Puppeteer requesting 100 pages from a local website on a AWS EC2 m5.large instance. See benchmark details.

Quick start

Install

Install from the nightly builds

You can download the last binary from the nightly builds for Linux x86_64 and MacOS aarch64.

For Linux

curl -L -o lightpanda https://github.com/lightpanda-io/browser/releases/download/nightly/lightpanda-x86_64-linux && \
chmod a+x ./lightpanda

For MacOS

curl -L -o lightpanda https://github.com/lightpanda-io/browser/releases/download/nightly/lightpanda-aarch64-macos && \
chmod a+x ./lightpanda

For Windows + WSL2

The Lightpanda browser is compatible to run on windows inside WSL. Follow the Linux instruction for installation from a WSL terminal. It is recommended to install clients like Puppeteer on the Windows host.

Install from Docker

Lightpanda provides official Docker images for both Linux amd64 and arm64 architectures. The following command fetches the Docker image and starts a new container exposing Lightpanda's CDP server on port 9222.
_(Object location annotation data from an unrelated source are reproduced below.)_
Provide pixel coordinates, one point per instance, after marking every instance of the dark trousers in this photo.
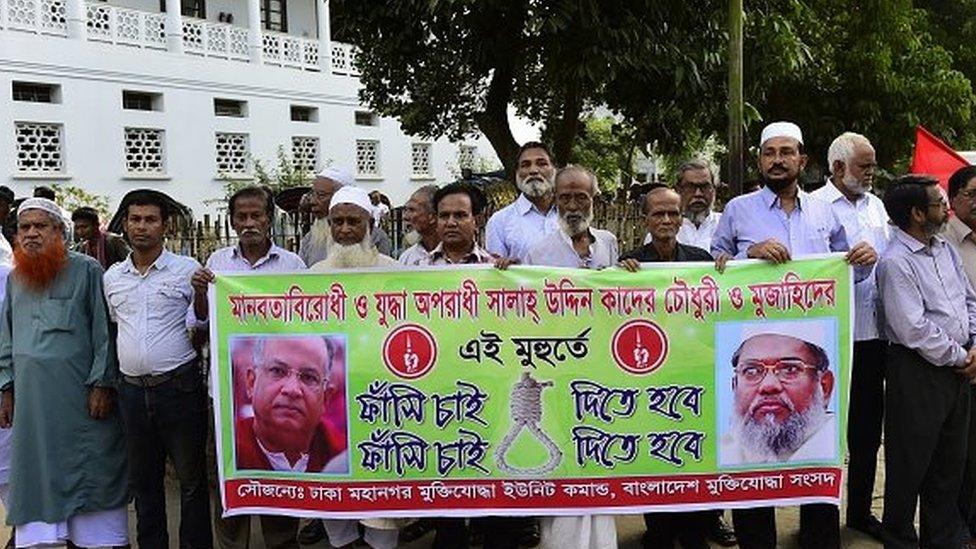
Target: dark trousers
(864, 421)
(819, 527)
(967, 492)
(926, 431)
(688, 529)
(169, 419)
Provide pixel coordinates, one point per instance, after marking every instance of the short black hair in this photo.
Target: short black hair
(85, 213)
(959, 179)
(44, 192)
(905, 193)
(533, 145)
(477, 197)
(252, 191)
(149, 199)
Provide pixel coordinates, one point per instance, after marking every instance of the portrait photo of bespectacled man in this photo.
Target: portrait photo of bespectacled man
(777, 384)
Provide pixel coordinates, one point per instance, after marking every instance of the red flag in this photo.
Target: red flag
(933, 157)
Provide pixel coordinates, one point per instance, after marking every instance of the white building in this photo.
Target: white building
(121, 94)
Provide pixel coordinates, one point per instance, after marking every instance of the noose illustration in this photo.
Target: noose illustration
(526, 412)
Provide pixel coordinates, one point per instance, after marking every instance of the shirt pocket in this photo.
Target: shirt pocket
(57, 315)
(818, 237)
(168, 298)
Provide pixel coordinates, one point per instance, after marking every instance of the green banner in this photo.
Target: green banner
(472, 391)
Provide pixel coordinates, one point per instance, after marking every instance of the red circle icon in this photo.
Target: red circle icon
(639, 346)
(409, 351)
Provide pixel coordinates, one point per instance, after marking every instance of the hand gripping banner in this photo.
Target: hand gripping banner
(534, 391)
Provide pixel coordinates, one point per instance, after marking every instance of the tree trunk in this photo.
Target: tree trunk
(567, 128)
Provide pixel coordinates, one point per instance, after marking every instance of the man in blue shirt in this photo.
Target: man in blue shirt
(929, 313)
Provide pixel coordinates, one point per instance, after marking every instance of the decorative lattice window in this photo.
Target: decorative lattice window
(232, 150)
(305, 152)
(39, 147)
(466, 156)
(367, 157)
(144, 151)
(420, 159)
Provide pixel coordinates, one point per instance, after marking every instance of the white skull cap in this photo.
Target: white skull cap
(352, 195)
(781, 129)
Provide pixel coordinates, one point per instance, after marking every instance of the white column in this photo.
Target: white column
(255, 39)
(77, 19)
(174, 26)
(325, 35)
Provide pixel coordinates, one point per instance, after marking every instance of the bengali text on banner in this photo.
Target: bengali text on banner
(537, 391)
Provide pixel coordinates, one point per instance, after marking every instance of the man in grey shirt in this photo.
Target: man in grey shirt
(929, 317)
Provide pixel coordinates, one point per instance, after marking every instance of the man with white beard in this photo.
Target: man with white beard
(780, 414)
(696, 187)
(513, 230)
(351, 227)
(576, 245)
(317, 242)
(351, 221)
(852, 164)
(419, 214)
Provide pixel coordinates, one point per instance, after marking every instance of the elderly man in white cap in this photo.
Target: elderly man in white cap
(58, 373)
(317, 242)
(351, 228)
(777, 223)
(351, 222)
(783, 414)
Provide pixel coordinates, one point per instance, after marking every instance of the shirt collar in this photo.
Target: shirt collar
(523, 206)
(279, 462)
(958, 229)
(912, 243)
(476, 255)
(161, 262)
(770, 198)
(273, 252)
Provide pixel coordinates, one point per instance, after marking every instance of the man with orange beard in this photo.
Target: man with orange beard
(58, 372)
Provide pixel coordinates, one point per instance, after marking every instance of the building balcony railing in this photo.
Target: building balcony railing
(142, 29)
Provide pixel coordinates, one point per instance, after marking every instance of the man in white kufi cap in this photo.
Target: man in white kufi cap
(782, 383)
(777, 223)
(58, 373)
(350, 222)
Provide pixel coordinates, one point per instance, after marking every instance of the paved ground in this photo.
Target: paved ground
(629, 528)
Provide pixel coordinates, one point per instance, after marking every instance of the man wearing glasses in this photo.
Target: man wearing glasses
(930, 321)
(781, 387)
(287, 384)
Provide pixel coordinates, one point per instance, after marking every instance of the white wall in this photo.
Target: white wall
(92, 77)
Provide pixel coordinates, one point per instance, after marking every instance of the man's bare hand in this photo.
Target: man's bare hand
(7, 409)
(630, 264)
(770, 250)
(101, 400)
(503, 263)
(721, 260)
(862, 255)
(968, 369)
(200, 280)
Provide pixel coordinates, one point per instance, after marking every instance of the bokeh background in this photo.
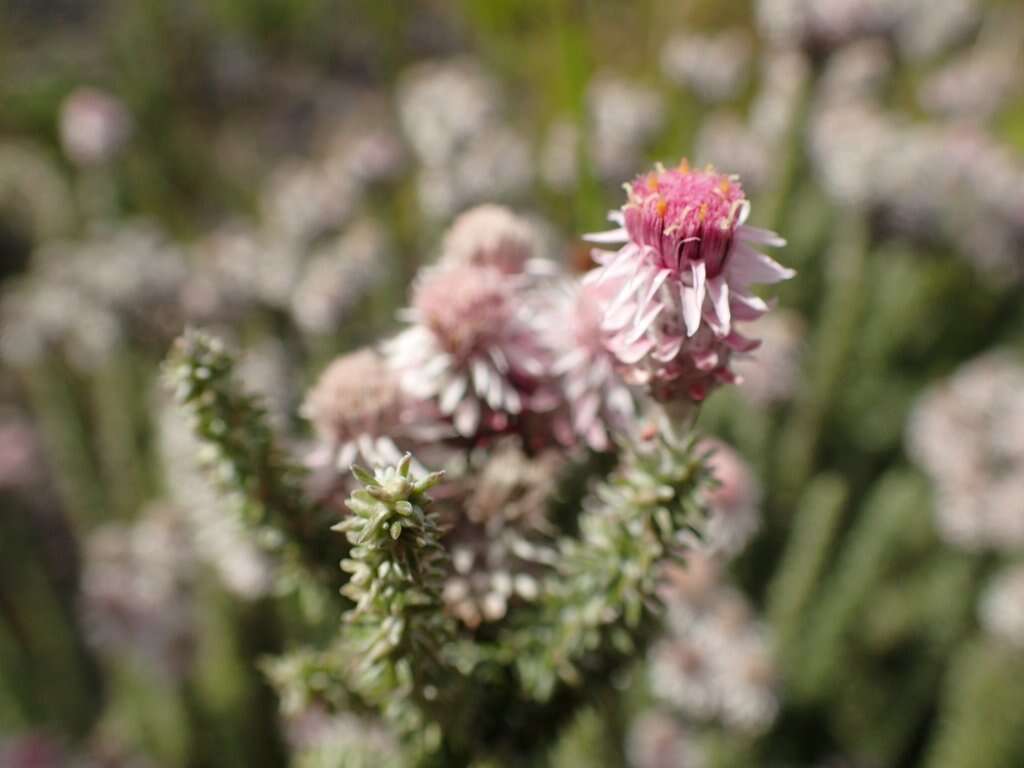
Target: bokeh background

docker run -d --name lightpanda -p 9222:9222 lightpanda/browser:nightly

Dump a URL

./lightpanda fetch --dump https://lightpanda.io
info(browser): GET https://lightpanda.io/ http.Status.ok
info(browser): fetch script https://api.website.lightpanda.io/js/script.js: http.Status.ok
info(browser): eval remote https://api.website.lightpanda.io/js/script.js: TypeError: Cannot read properties of undefined (reading 'pushState')
<!DOCTYPE html>

Start a CDP server

./lightpanda serve --host 127.0.0.1 --port 9222
info(websocket): starting blocking worker to listen on 127.0.0.1:9222
info(server): accepting new conn...

Once the CDP server started, you can run a Puppeteer script by configuring the browserWSEndpoint.

'use strict'

import puppeteer from 'puppeteer-core';

// use browserWSEndpoint to pass the Lightpanda's CDP server address.
const browser = await puppeteer.connect({
  browserWSEndpoint: "ws://127.0.0.1:9222",
});

// The rest of your script remains the same.
const context = await browser.createBrowserContext();
const page = await context.newPage();

// Dump all the links from the page.
await page.goto('https://wikipedia.com/');

const links = await page.evaluate(() => {
  return Array.from(document.querySelectorAll('a')).map(row => {
    return row.getAttribute('href');
  });
});

console.log(links);

await page.close();
await context.close();
await browser.disconnect();

Telemetry

By default, Lightpanda collects and sends usage telemetry. This can be disabled by setting an environment variable LIGHTPANDA_DISABLE_TELEMETRY=true. You can read Lightpanda's privacy policy at: https://lightpanda.io/privacy-policy.

Status

Lightpanda is in Beta and currently a work in progress. Stability and coverage are improving and many websites now work. You may still encounter errors or crashes. Please open an issue with specifics if so.

Here are the key features we have implemented:

  • HTTP loader (Libcurl)
  • HTML parser (html5ever)
  • DOM tree
  • Javascript support (v8)
  • DOM APIs
  • Ajax
    • XHR API
    • Fetch API
  • DOM dump
  • CDP/websockets server
  • Click
  • Input form
  • Cookies
  • Custom HTTP headers
  • Proxy support
  • Network interception

NOTE: There are hundreds of Web APIs. Developing a browser (even just for headless mode) is a huge task. Coverage will increase over time.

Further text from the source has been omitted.